Hardwiring Cultural Change Through Nurse-Physician Committees
When neuro-intensivist Kiwon Lee, M.D., FACP, FAHA, FCCM, accepted the position of director of neurocritical care at the Memorial Hermann Mischer Neuroscience Institute at the Texas Medical Center in 2012, he came with a plan – to build strong collegial relationships between physicians and nurses, particularly in the Neuroscience Intensive Care Unit.
“When I started here, doctors were rounding on patients and writing orders for nurses to carry out later. We consider that outdated medicine,” says Dr. Lee, an associate professor in the department of Neurology and the Vivian L. Smith Department of Neurosurgery at UTHealth Medical School. “We want to be proactive in providing care rather than reactive, and quick administration of critical medical treatment can occur only when communication is seamless. Nurses have to be part of the discussion, which is why they round with us. When they give their input and make decisions with us, there’s no lag between the decision-making process and the execution.”
Dr. Lee is also a strong proponent of education. “When nurses and doctors are on the same page, communication is efficient,” he says. “We consider nurses our partners and want them to be as knowledgeable as we are about the patient. This is the only way to provide excellent critical care service and produce better outcomes.”
Cultural change at the Mischer Neuroscience Institute has been formalized through eight committees, each co-chaired by a nurse and a doctor. Tiffany Chang, M.D., co-chairs the Clinical Practice Committee with Colleen
Zuckero, RN, B.S.N., CNRN, clinical education specialist and manager of the Neuroscience ICU.

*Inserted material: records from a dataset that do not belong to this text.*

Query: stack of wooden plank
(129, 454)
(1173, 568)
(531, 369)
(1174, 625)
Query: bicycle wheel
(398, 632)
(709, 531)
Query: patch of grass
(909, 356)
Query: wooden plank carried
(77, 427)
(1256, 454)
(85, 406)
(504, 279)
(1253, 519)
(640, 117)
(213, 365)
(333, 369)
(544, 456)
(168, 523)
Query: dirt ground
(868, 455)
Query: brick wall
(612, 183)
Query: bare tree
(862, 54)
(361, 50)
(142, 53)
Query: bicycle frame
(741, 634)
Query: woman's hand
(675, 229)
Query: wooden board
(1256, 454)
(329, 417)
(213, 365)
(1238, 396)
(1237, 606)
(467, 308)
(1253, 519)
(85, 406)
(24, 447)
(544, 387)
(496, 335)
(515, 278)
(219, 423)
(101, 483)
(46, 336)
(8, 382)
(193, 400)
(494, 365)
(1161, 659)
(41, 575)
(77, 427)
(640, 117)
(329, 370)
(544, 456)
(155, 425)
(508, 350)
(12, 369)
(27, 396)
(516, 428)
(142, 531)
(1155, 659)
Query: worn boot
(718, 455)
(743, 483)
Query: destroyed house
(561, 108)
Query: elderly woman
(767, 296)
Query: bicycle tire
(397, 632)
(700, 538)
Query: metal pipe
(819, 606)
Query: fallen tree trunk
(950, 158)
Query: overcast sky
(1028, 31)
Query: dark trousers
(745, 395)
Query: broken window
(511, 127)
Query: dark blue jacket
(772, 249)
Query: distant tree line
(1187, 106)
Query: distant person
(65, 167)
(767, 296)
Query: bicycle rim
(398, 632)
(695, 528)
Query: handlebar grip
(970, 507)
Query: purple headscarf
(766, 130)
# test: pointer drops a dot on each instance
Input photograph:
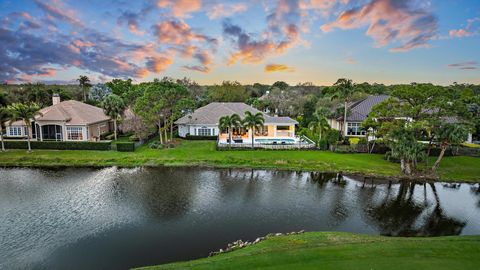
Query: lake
(120, 218)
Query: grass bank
(194, 153)
(346, 251)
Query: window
(355, 129)
(14, 131)
(204, 131)
(75, 133)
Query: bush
(126, 147)
(134, 138)
(210, 138)
(101, 146)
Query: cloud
(470, 30)
(277, 68)
(56, 9)
(390, 21)
(180, 8)
(470, 65)
(221, 10)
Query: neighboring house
(204, 122)
(357, 113)
(63, 121)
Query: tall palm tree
(4, 117)
(344, 90)
(449, 134)
(114, 106)
(320, 122)
(253, 122)
(24, 112)
(84, 82)
(229, 123)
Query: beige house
(205, 120)
(69, 120)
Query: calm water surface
(121, 218)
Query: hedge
(126, 147)
(101, 146)
(210, 138)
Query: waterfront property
(83, 218)
(69, 120)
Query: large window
(14, 131)
(204, 131)
(355, 129)
(75, 133)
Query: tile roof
(359, 110)
(211, 113)
(73, 113)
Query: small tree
(24, 112)
(448, 134)
(229, 123)
(320, 122)
(253, 122)
(114, 107)
(344, 89)
(4, 117)
(99, 92)
(84, 82)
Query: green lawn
(346, 251)
(203, 153)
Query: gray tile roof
(211, 113)
(359, 110)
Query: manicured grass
(346, 251)
(195, 153)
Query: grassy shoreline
(332, 250)
(203, 153)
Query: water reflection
(120, 218)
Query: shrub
(210, 138)
(126, 147)
(134, 138)
(101, 146)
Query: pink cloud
(180, 8)
(221, 10)
(389, 21)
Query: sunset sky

“Collaboration is critical to the care of neuroscience patients. It’s no longer a culture of doctors giving orders and nurses following them,” says Dr. Chang, an assistant professor in the Vivian L. Smith Department of Neurosurgery at UTHealth Medical School. “The nurse is an active member of the treatment team, rounding with us in the morning and advocating for the needs of patients. They know the patient best because they’re at the bedside 24/7. We respect their input as an important member of the team.”

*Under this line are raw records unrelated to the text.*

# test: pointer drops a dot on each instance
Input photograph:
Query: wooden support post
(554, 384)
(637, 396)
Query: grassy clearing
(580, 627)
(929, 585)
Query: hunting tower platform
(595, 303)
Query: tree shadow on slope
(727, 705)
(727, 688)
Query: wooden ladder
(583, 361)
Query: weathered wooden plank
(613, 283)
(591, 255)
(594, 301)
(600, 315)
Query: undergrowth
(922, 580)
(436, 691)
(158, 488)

The new committee structure plays a vital role in continuous quality improvement. “For example, data collected by the Quality and Safety Committee provides information that aids the Clinical Practice Committee with process improvement initiatives,” says Nicole Harrison, RN, B.S.N., M.B.A., administrative director of the Institute. “If we discover a need to reeducate nurses based on the data, the Staff/Nursing Education Committee puts together a plan and disseminates the information. The new structure ensures that nurses and doctors alike are aware of everything that goes on in the Neuroscience ICU. It also positions us as equal partners on the patient care team. Nurses can agree or disagree. It’s complete equality.”
H. Alex Choi, M.D., chairs the Critical Care Research and Evidence-based Practice Committee with Christina Luther, RN, and the Cerebrovascular Committee with Christine Glendening, RN. “The challenges nurses face are different than the challenges doctors face,” says Dr. Choi, an assistant professor in the department of Neurology and the Vivian L. Smith Department of Neurosurgery at UTHealth Medical School. “Nurses are on the frontlines around the clock. When we work together cohesively and creatively, our patients benefit. We understand that it’s the nurses who take care of patients. If physicians and nurses are not on the same page and moving in the same direction, treatment becomes fragmented. Families don’t understand what’s happening to their loved one and our patients suffer. With good communication and teamwork, everyone excels in patient care and academic development.”